Broadcast every Saturday night for the next 11 years, the show became
an institution and set the standard for all other television chat
show hosts to meet. Relaxed, well-groomed, and attentive to his
guests' feelings, he nonetheless proved adept at getting the best
out of the celebrities who were persuaded to come on the show, without
causing offence. The questions he put were often innocuous and in
reality invitations to the guest concerned to assume the central
role. The best interviews were with those who had a tale to tell
and the confidence to tell it without much prodding from the host;
Parkinson was sensible enough not to interrupt unless it was absolutely
necessary. At the top of the list of guests Parkinson had the most
success in interviewing were Dr Jacob Bronowski, Diana Rigg, Shirley
MacLaine, Miss Piggy, Dame Edith Evans, the inimitable raconteur
Peter Ustinov, and boxer Mohammed Ali, who responded magnificently
to the geniality and flattery that the devoted Parkinson lavished
on him.
If Parkinson took a personal dislike to a guest, he tried not to
let it show (though viewers were quick to detect any animosity).

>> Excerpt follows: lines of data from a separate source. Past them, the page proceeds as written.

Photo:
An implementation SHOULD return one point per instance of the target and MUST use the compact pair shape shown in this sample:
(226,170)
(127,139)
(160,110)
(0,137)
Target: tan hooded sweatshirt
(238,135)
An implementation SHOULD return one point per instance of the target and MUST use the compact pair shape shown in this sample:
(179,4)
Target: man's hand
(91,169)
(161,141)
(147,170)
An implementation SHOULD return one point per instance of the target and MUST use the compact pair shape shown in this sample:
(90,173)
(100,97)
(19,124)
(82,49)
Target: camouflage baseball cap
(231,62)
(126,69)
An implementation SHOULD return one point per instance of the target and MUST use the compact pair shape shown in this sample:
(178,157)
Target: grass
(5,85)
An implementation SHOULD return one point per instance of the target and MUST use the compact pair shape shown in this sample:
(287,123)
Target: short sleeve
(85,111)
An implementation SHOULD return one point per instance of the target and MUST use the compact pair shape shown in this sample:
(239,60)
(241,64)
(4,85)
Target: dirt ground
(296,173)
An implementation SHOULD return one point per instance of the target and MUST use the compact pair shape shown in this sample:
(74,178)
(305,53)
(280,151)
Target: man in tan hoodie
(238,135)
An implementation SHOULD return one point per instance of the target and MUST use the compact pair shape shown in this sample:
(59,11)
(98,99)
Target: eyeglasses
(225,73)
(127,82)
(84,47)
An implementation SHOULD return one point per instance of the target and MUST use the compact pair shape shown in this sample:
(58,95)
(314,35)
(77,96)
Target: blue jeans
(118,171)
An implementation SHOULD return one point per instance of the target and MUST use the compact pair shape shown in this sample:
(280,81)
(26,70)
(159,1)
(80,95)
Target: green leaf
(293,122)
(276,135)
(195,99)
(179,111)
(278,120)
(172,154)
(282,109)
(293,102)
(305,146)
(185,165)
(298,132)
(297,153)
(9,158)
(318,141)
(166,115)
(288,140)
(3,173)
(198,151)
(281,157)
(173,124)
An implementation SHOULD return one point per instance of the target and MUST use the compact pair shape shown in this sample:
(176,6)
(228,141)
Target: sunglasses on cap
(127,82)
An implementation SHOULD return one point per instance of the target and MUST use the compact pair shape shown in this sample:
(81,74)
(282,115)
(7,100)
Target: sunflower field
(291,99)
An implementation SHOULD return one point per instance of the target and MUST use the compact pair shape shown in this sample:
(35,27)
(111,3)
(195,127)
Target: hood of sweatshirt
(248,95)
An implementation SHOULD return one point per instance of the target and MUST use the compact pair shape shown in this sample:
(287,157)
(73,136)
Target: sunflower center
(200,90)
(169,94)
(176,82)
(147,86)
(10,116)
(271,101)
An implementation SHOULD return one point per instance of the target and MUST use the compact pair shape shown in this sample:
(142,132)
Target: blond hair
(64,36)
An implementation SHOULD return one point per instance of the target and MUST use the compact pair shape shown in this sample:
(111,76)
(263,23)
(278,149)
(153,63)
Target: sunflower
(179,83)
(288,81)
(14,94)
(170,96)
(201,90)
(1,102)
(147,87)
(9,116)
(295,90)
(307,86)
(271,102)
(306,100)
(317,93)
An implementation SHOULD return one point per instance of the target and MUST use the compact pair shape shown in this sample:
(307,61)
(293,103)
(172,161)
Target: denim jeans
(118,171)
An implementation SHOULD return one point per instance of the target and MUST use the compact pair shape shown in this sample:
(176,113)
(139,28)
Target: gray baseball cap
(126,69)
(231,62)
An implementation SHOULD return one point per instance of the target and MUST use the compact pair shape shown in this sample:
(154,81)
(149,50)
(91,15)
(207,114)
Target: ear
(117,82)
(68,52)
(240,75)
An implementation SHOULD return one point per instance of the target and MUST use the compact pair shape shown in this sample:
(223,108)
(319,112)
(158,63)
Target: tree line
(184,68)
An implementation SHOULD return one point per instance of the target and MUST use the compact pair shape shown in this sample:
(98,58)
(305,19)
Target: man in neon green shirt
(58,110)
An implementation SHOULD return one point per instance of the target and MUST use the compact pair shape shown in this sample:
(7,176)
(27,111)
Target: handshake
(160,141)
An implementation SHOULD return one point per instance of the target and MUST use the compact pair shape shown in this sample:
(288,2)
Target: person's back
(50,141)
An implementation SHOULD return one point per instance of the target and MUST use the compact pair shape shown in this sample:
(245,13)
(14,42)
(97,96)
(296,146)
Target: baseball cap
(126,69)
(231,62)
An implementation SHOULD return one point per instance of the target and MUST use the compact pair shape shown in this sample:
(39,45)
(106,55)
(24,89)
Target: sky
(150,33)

Among those he later confessed to finding most difficult were comedian
Kenneth Williams, who appeared a total of eight times on the show
and was quick to use Parkinson as a verbal punchbag, and Rod Hull's
Emu, the ventriloquist-dummy bird who wrestled an unusually disheveled
Parkinson to the floor to the delight of the audience and the barely-concealed
fury of the host himself.
After
the long run of Parkinson came to an end in the early 1980s,
after 361 shows and 1050 guests, Parkinson worked for a time as
a chat show host on Australian television, then busied himself with
helping to set up the troubled TV-AM organization in the United
Kingdom in 1983. He has since returned to the small screen from
time to time in various capacities, sharing his love of sport, periodically
resuming his chair as a chat show host, or presiding over game shows.